Monday, April 12, 2010

Keep Your Powder Dry: The American Civil War

Y'all forgot this blog existed, right? Certainly it seems like I did for a long time. Let's see if we can fix that and get things rolling again.

The relaunch comes with a blog idea I had when the thing was first started - I just had to wait for today to do it.

It was on this day, a mere 149 years ago, that troops acting under orders from Confederate President Jefferson Davis fired upon Fort Sumter in Charleston, South Carolina, the first shots in what would be a four-year American civil war.

There were many causes behind the war - slavery is the one most people think of, but it was never quite so simple as that. The battle was over the rights of individual states versus increasing federal power. Slavery, and Washington's desire to end it, brought matters to a head, and came to symbolise the fight - but its precise influence is unclear. Heck, even Confederate Vice President Alexander Stephens seems confused: his Cornerstone Speech just before the war cited slavery as the chief cause, but then after the war was over, Stephens would insist it was only a contributing factor.

Either way, the battle would tear at the union and create scars some of which have never truly healed. The 'Lost Cause' is a battle some would love to fight even today, and there is a fascinating living history of the American Civil War which continues now. Let me recommend this book, 'Confederates in the Attic' by Tony Horowitz, as an outstanding trip across the southern states and a study on some very bizarre characters who don't seem to realise the war is over.

It was a terrible battle, killing over 600,000 combined, and wounding many more. Despite what some might tell you, there is little to celebrate here.

But the fascinating history has, inevitably, caught the attention of songwriters over the years.

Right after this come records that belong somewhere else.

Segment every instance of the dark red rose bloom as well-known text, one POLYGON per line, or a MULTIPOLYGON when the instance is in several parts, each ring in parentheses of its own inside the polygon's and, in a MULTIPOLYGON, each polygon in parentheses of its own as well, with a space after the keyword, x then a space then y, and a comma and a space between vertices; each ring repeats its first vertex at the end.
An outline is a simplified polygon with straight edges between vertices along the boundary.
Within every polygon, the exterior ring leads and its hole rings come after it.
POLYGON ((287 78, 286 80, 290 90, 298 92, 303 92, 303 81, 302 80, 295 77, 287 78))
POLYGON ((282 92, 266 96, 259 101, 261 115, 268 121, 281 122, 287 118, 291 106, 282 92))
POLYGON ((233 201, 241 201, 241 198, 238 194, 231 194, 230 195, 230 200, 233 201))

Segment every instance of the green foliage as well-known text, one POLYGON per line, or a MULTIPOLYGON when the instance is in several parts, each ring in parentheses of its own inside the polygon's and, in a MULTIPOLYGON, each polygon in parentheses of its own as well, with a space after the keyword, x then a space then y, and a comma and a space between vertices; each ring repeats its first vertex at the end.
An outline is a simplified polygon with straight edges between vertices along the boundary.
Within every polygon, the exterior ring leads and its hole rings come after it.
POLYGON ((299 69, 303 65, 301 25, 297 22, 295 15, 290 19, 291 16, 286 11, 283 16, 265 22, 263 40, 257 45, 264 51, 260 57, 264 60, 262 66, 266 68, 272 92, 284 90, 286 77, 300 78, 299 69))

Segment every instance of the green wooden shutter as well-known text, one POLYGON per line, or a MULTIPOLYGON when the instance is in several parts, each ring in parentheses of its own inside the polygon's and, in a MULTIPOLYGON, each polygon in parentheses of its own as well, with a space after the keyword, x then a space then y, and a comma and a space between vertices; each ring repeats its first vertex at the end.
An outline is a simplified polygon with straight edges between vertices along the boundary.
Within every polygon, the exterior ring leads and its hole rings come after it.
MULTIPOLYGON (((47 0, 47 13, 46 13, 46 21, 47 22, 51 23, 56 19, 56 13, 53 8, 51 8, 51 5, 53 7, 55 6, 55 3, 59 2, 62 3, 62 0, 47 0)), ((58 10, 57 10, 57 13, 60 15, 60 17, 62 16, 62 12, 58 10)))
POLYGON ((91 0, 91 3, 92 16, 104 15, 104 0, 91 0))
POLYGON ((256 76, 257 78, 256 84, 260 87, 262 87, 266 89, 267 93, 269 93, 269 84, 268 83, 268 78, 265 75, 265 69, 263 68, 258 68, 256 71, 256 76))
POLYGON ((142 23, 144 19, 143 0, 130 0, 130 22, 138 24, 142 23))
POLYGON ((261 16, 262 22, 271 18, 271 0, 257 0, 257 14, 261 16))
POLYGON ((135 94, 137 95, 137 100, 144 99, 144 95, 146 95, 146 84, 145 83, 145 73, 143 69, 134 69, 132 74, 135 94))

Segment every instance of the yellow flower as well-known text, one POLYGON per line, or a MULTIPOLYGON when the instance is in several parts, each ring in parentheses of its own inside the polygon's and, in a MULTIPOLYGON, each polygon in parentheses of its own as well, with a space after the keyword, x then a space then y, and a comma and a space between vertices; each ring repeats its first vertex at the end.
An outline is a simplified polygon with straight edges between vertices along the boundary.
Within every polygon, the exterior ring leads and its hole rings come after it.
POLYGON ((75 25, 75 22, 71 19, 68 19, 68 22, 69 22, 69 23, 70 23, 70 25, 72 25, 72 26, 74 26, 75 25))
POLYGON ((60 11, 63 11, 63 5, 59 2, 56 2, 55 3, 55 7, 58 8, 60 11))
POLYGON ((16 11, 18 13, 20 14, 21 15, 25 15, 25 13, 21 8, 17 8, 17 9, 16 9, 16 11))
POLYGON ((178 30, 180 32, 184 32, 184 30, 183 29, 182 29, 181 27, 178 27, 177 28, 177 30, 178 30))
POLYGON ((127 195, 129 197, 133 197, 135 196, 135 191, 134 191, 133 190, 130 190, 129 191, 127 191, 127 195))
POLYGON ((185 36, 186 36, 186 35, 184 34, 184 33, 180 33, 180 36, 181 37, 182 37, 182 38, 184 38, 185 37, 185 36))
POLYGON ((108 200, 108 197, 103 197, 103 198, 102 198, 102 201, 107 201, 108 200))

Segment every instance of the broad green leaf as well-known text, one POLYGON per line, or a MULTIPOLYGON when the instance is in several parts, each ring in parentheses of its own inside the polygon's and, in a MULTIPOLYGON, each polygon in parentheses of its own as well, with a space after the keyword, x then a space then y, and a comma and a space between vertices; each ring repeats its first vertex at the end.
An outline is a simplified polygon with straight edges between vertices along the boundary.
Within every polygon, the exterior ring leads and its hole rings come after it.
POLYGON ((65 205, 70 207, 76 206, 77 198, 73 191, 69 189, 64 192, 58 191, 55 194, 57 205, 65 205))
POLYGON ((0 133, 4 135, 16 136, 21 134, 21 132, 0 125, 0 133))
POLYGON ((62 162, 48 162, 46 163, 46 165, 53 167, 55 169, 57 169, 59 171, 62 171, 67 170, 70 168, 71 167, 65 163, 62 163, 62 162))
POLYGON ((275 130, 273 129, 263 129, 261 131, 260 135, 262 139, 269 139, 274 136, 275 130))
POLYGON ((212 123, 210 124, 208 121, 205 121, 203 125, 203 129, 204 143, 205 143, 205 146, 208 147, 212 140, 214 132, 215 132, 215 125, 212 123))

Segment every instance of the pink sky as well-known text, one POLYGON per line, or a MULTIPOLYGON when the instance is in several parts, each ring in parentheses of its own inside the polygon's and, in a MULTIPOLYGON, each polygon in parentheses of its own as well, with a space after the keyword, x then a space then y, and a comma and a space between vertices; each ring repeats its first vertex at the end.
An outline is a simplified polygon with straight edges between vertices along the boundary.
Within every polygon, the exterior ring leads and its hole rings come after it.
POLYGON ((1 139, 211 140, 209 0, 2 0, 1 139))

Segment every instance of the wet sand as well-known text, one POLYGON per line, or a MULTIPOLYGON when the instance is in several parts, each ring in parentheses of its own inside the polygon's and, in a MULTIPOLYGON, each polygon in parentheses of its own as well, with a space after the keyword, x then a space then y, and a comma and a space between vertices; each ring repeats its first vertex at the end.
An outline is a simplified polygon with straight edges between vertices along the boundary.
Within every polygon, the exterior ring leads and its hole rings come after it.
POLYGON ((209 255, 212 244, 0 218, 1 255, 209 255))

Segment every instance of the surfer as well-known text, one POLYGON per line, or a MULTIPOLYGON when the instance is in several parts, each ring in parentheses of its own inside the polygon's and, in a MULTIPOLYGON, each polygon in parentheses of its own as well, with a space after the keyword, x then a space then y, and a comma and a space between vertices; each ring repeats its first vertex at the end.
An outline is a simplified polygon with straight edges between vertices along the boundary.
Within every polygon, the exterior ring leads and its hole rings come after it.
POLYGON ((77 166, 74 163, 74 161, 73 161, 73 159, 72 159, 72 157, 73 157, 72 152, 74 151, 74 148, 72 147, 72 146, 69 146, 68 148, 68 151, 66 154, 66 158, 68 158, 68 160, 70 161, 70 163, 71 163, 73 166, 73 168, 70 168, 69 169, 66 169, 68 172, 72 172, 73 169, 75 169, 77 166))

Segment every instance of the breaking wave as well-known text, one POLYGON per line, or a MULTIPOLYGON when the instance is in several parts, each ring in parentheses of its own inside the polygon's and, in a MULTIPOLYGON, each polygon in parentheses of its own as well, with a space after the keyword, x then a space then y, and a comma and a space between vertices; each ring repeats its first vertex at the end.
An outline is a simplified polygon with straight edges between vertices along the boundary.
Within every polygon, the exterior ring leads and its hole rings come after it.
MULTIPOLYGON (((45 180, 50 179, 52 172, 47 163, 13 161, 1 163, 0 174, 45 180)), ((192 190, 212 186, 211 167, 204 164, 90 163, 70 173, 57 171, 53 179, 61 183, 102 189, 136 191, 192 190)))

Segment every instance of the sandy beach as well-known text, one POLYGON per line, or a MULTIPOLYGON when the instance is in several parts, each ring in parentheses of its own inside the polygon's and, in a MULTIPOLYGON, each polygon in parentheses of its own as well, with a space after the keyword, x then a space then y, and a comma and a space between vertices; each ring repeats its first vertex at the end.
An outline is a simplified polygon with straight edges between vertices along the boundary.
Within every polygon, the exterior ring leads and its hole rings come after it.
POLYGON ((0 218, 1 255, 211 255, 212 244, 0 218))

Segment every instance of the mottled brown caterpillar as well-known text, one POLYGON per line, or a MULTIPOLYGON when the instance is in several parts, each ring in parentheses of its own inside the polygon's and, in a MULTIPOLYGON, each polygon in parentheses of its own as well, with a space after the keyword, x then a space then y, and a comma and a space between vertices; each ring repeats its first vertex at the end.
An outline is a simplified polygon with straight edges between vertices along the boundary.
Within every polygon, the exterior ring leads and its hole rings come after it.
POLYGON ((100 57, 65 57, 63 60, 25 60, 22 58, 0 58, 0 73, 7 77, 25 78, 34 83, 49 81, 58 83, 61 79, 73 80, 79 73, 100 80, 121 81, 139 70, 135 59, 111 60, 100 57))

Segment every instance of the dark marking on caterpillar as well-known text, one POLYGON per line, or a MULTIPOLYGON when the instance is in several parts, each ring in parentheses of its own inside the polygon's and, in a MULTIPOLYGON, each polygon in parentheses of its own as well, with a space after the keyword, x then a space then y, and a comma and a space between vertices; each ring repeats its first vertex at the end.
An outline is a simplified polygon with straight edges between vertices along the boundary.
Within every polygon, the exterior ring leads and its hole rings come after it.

So let us mark this day with five songs that speak to the ongoing influence of events 150 years ago.

The Felice Brothers - The Greatest Show On Earth (The Felice Brothers, 2008)

Yep, it's those Felice Brothers again. They keep finding their way on here, huh? That's because they are such great storytellers as songwriters, and they are so steeped in American history. I'll be honest, I've not figured out quite what this song is on about, referencing everyone from Doris Day to Henry Kissinger, but it all winds up with them heading out to Gettysburg, "the stand of the Greatest Show on Earth". That probably refers to the circus, because the 'show' put on in this Pennsylvania town during the civil war was great, but only in a terrible sense. The bloodiest battle of the war claimed the lives of 3,200 union soldiers and 4,700 confederate soldiers, all in the space of three days. It proved a decisive turning point, and was later made famous by President Lincoln's poignant tribute to the fallen, the Gettysburg Address.

The Drive-By Truckers - Rebels (The Fine Print, 2009)

Continuing their battle with the Felice Brothers for the most appearances on here, the Drive-By Truckers - those grizzled chroniclers of all things Southern - of course have plenty of Civil War references in their music. It's constantly in the background on their epic Southern Rock Opera, but this one is taken from their B-sides collection of last year, The Fine Print.

The Band - The Night They Drove Old Dixie Down (The Band, 1969)

Okay, so if the first two songs put the legacy of civil war into more recent history, this one is explicitly about events at the time. Telling the story of a Confederate soldier in the final days of battle, working on the Daville Train - the main supply route for General Lee's army as they desperately clung on to their capital in Richmond. It would eventually fall after a 10 month siege, with Union forces claiming it in April 1865 to ultimately end the war, three days shy of four years after it began. A sad and poignant song, it speaks of the horrors of war through the eyes of a weary soldier who has lost his brother in battle. "Ya take what you need and you leave the rest/But they never should have taken the very best."

Todd Steed and the Suns of Phere - Sunrise Over Fort Sanders (Knoxville Tells, 2002)

I got my first education on the civil war when studying at the University of Tennessee, which lies just across the street from Fort Sanders, where the decisive battle of the Knoxville Campaign was fought in 1863. The Union stronghold was attacked by Confederate General James Longstreet's troops, but they failed to breakthrough, suffering heavy losses. East Tennessee, unlike most of the south, remained largely loyal to the Union throughout. The Confederates desperately needed to capture their stronghold in Knoxville, but Longstreet's campaign was a disaster as he lost 813 men while the Union lost only 13. The area is now dotted with some fine old houses, and was once home to famed author James Agee. Today, students have taken over large areas of the fort, and it is they who are celebrated in this track. Poet and blues musician RB Morris lends his talents as the contrasts are drawn between the morning after battle, and the morning after a heavy night.

Scott Miller - The Rain (Are You With Me? 2000)

Another track with Knoxville roots - Scott Miller is originally from Virginia but now calls East Tennessee home. His first solo LP, Thus Always To Tyrants, was dominated by Civil War songs, but sadly (in my view) this one never made the cut, and has only appeared as a live track. It's still the best thing he's ever written.